俺様外科医の極甘プロポーズ

「森先生。今日はありがとうございました」

 高級料亭に座敷で俺は森先生に頭を下げた。

「そんなに恐縮しなくてもいいよ。お互い様だろ」

 森先生は屈託のない笑顔を俺に向けた。おそらく本心からそう言ってくれているのだろう。

「本当に助かりました。受け入れてもらえなかったら、あの子と命を救うことができなかったと思います。自分はもっと精進しないといけませんね」

「柏瀬先生こそやり手だろ」

「そんなことありませんよ」

「ご謙遜を! 聞いたよ。実家の病院立て直し成功したんだってね。噂では次期院長って話じゃないか」

 次期院長にと言われたのはつい最近のことだ。この話をリークしたのは院長本人に違いない。

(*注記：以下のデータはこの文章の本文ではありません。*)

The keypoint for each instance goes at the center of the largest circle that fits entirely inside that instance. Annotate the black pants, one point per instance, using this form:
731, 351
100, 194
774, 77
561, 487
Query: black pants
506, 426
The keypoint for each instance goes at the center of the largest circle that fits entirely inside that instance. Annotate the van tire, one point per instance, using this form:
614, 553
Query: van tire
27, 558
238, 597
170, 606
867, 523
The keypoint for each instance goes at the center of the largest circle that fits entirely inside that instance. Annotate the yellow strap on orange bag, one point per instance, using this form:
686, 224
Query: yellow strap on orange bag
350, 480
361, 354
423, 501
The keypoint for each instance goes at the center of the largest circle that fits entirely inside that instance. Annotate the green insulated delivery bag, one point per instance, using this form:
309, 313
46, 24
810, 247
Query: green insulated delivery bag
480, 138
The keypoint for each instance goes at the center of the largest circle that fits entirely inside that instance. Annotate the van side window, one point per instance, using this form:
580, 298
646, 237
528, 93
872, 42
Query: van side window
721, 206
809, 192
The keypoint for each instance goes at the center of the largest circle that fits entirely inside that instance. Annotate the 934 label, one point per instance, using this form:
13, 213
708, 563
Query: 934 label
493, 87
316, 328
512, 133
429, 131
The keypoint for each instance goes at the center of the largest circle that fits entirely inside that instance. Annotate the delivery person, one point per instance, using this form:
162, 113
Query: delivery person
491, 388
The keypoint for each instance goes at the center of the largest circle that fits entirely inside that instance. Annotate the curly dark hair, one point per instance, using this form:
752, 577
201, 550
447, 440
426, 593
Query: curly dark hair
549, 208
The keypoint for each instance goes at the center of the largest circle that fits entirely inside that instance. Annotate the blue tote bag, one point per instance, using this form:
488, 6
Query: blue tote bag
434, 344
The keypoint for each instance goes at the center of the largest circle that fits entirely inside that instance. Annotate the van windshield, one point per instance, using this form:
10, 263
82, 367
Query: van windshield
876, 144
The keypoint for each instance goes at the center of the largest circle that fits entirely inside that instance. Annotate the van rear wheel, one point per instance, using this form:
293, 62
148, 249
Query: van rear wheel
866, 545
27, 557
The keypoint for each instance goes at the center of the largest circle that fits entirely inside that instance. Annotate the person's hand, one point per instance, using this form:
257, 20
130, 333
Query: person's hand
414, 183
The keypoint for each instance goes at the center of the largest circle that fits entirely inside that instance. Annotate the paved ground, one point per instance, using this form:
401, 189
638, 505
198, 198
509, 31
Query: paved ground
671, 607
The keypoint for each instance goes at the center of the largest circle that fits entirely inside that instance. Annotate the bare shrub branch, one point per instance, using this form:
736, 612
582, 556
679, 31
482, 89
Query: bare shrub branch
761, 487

俺が返事を渋ったから、周りから固めようとしているのだろう。あの人が考えそうなことだ。

「ええ、まあ」

 強く否定もできず、俺はあいまいに返事をする。

「へえ、そうなんだ。壱也、実家は継がないんじゃなかったの?」

 万由里は興味津々といった様子で俺を見る。

「ああ、そうだよ」

 そのはずだった。今も継ぐつもりはないけれど、今それをここで語るのは場がしらけるだけだ。